A quick diagnosis of carbon monoxide poisoning is a very difficult clinical problem. This paper describes a photometric method which permits a reliable diagnosis in a time of 7 to 10 minutes. Only 0.3 ml whole blood are necessary for the total procedure. Carboxyhemoglobin changes in absorption maximum slightly after reduction, whereas Oxyhemoglobin shows a significant change in extinction. Measurement of the hemolysate at the same wave length before and after alkaline reduction results in large differences in the extinctions (very large for Oxyhemoglobin and very small for Carboxyhemoglobin). Calibration curves are prepared by calibrating rest-extinction defined as: (formula: see text) to percent Carboxyhemoglobin. This curve can also be produced in mathematical way (as control e.g.). In practice there are the following steps: blood collecting (from fingerpad), hematolysis, first photometric measurement, reduction, second measurement, then reading the result from the calibration curve. The method can be automated (as demonstrated with the "Gilford System") providing the same results as with the manual method. All steps of quality control are given in full detail; as is the preparation of the hemolysates with various percentages of Carboxyhemoglobin.
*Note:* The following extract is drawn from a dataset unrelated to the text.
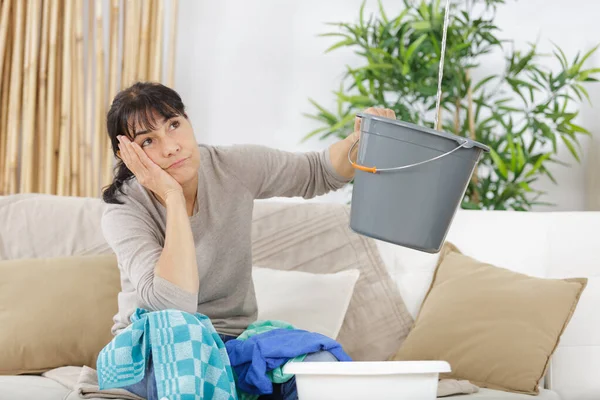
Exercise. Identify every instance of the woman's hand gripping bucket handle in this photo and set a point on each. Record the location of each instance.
(375, 170)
快速诊断一氧化碳中毒是一个非常棘手的临床问题。本文介绍了一种光度法,该方法能在7到10分钟内做出可靠诊断。整个检测过程仅需0.3毫升全血。还原后,碳氧血红蛋白的最大吸收峰略有变化,而氧合血红蛋白的消光有显著变化。在碱性还原前后,于相同波长下测量溶血产物,其消光值差异很大(氧合血红蛋白差异极大,碳氧血红蛋白差异极小)。通过将定义为:(公式:见原文)的剩余消光校准为碳氧血红蛋白百分比来制备校准曲线。该曲线也可以用数学方法生成(例如作为对照)。实际操作有以下步骤:采血(从指尖)、溶血、首次光度测量、还原、第二次测量,然后从校准曲线上读取结果。该方法可以自动化(如用“吉尔福德系统”所示),得到与手工方法相同的结果。详细给出了质量控制的所有步骤;以及不同碳氧血红蛋白百分比溶血产物的制备方法。